# Chainsaw vs Bandsaw Mill



## swizzle (Feb 11, 2013)

What's your opinions on an affordable home made sawmill? Any plans or designs? I'm hoping to get something set up to cut a 30" wide slab for coffee tables and such. I really want to settle on a design and be able to get a parts list so I can start building. Any help will be greatly appreciated.


----------



## scsmith42 (Jan 24, 2011)

A band mill will cut faster and require less kerf than a chainsaw mill.


----------



## Steve Neul (Sep 2, 2011)

There are some kits on ebay however I don't have any experience with them. I've often thought about building a band mill. My property is full of oak and hickory and with a drought every year they are dieing.


----------



## swizzle (Feb 11, 2013)

At first I was pretty gun ho about a chainsaw mill but I think I'm starting to see more pros then cons with the bandsaw mill.
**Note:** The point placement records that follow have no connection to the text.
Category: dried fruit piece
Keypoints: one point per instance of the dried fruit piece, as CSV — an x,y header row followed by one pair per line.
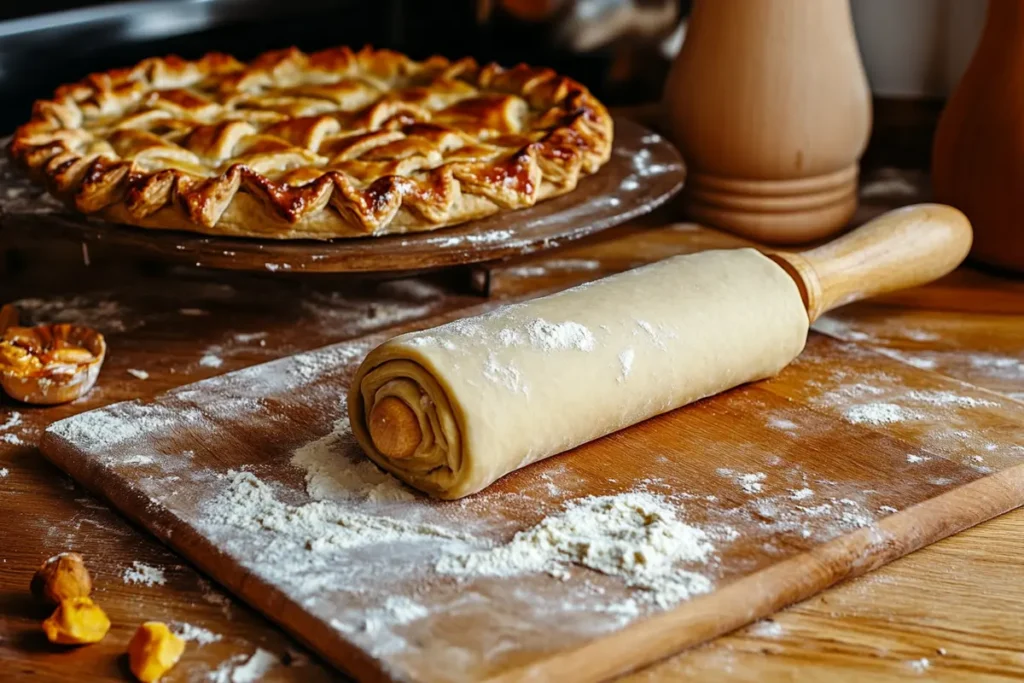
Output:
x,y
60,578
154,650
77,622
50,364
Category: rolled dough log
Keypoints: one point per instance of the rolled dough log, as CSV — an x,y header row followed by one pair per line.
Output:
x,y
494,393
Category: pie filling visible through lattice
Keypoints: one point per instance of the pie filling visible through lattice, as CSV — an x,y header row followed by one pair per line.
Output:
x,y
330,144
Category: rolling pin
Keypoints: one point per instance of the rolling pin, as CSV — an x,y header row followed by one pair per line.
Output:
x,y
453,409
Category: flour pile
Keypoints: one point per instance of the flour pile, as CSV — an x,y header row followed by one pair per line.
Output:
x,y
336,470
634,536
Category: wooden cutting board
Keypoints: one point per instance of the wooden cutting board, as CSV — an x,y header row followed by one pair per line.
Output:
x,y
843,463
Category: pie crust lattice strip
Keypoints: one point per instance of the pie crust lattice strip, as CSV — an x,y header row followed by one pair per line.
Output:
x,y
330,144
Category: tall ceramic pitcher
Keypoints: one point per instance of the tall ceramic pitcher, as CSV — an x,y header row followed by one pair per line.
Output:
x,y
770,107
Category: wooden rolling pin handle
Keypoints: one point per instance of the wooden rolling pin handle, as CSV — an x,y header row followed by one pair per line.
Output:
x,y
901,249
394,429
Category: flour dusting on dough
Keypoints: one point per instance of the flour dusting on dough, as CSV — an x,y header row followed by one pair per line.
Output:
x,y
626,363
560,336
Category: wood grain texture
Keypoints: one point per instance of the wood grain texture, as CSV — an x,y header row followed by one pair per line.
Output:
x,y
899,250
780,554
643,172
955,604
Just this week I saw 3 seperate ads on craigslist that looked good. 4 large maples free, came down in a storm, 5 poplars which were actually a bit small maybe 12" to 14" base and one guy with 20-30 trees he needs moved and he wants to rent someones skidsteer and their services to move the trees. Not sure what he plans on doing with them but it would be worth a phone call if I had a working mill. It'd be nice to have a set of plans and a parts list so I can get started on it.


----------



## Shop Dad (May 3, 2011)

Just from my own experience cutting up small logs it's hard work cutting the length of a log with a chainsaw. You are cutting the end grain which takes more effort and dulls your blade faster. If there is an affordable bandsaw mill I'd go for that.


----------



## swizzle (Feb 11, 2013)

That's what I'm leaning towards so I guess my best bet is to look for a bandsaw design capable of cutting a 30" wide slab. I know I'm looking at a large motor, would a 17hp off of a lawn tractor work? I know I'm gonna need heavy angle iron and a winch set up too. I was also thinking that the smaller trees would be a waste of time unless I use those to cut up a bunch of stickers. So where should I go from here. 
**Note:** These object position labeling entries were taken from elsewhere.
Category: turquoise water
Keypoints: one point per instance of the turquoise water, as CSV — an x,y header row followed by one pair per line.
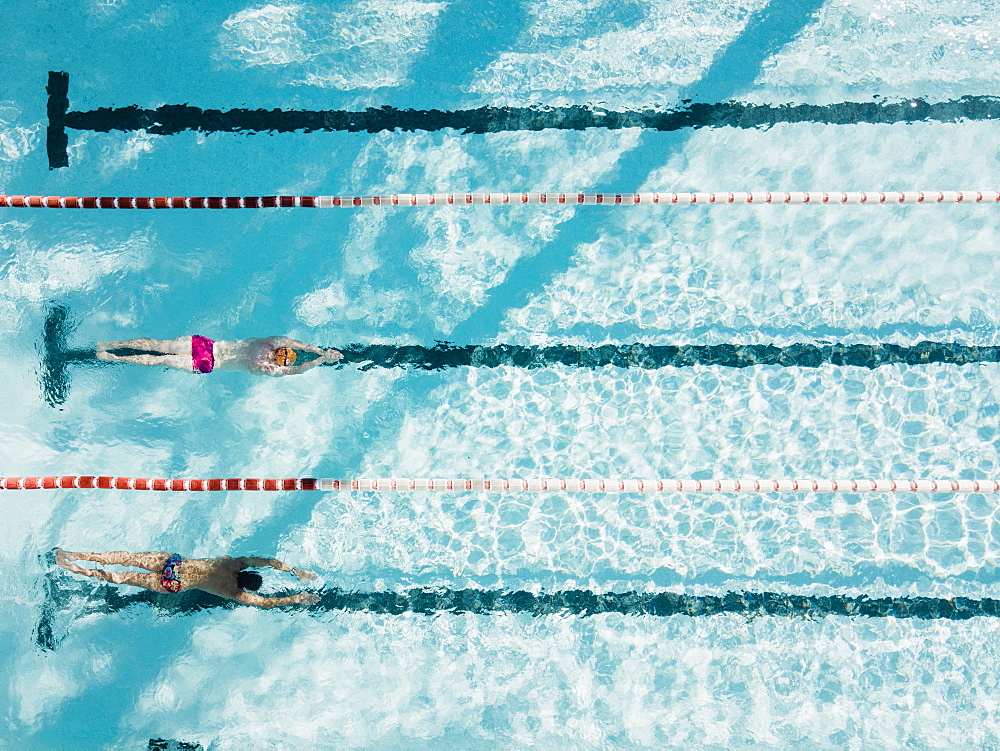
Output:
x,y
116,676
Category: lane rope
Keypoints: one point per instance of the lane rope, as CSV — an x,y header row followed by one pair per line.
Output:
x,y
480,199
584,485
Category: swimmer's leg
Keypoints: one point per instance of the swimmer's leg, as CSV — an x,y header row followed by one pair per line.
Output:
x,y
179,346
149,561
181,362
132,578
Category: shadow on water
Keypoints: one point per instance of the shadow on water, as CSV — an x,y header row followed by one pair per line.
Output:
x,y
56,356
67,600
730,74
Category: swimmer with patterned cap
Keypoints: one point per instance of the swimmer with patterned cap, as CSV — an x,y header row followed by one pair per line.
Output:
x,y
231,578
274,355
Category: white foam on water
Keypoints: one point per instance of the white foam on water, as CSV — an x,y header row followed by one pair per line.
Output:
x,y
369,44
777,274
829,422
459,253
579,51
558,681
856,48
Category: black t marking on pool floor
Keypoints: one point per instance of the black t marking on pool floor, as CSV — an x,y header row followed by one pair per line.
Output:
x,y
176,118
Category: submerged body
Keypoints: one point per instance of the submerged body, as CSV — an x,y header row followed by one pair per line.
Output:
x,y
172,573
273,355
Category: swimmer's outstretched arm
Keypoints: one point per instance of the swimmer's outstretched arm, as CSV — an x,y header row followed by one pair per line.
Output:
x,y
254,562
148,581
One idea I had was putting an ad on craigslist to see if I can find a few locals who would be willing to put up some time, money and labor into building something good we can all use. I can put up about $500 right now, maybe more in a couple weeks.


----------



## Shop Dad (May 3, 2011)

What about partnering with a local sawyer? I won't pretend to know much about milling but I do know there is more to getting good yield than just cutting up the log. And of course there is drying/kilning... With this arrangement you could focus on finding logs and selling the lumber you don't need (and of course your own woodworking :yes I've thought about something like this myself.


----------



## swizzle (Feb 11, 2013)

Not sure about the whole Sawyer thing. I'll have to look into that. As far as the kiln goes I have an area roughly 12'x12' that is empty shed space. I'm strongly considering it as my first solar kiln. I'll stack as much as I can get in there and maybe add a box fan to help air dry the stack. I might even take the wall down between the shed and lean-to. I could dry 20 footers then.


----------



## bigbo1234 (Feb 13, 2013)

I have and Alaskan small log mill. Really simple and works great for what it is meant to cut, small logs anything ünder about 18" with a 20" bar. I have a special ripping chain that doesn't dull as fast. After using it for a while and hiring a bandsaw mill I am strongly looking into getting a band mill, but they are expensive. The chainsaw mill was about $175 to my door. It's great for timber cutting if you only four siding a log.


----------



## swizzle (Feb 11, 2013)

Just got back from a weekend camping trip with the cubscouts in a cabin. The main beams are 2 sided logs and the rest is done in knotty pine and painted slabwood. I was asking him how he did it. I guess he would load up his 18ft trailer and haul the logs to a saw mill and they cut them to order for him. Not a bad looking place at all. I'm thinking about talking him into building a leanto on the other side of the pond for practice. I might use a small chainsaw mill for that but my real goal is gonna be the bandsaw mill. Anyone have an plans that they have used and would recommend? I still want to be able to cut a 30" slab for tables and such. I want to start picking up parts and pieces as soon as possible. Thanx again for all the comments and help. Jason


----------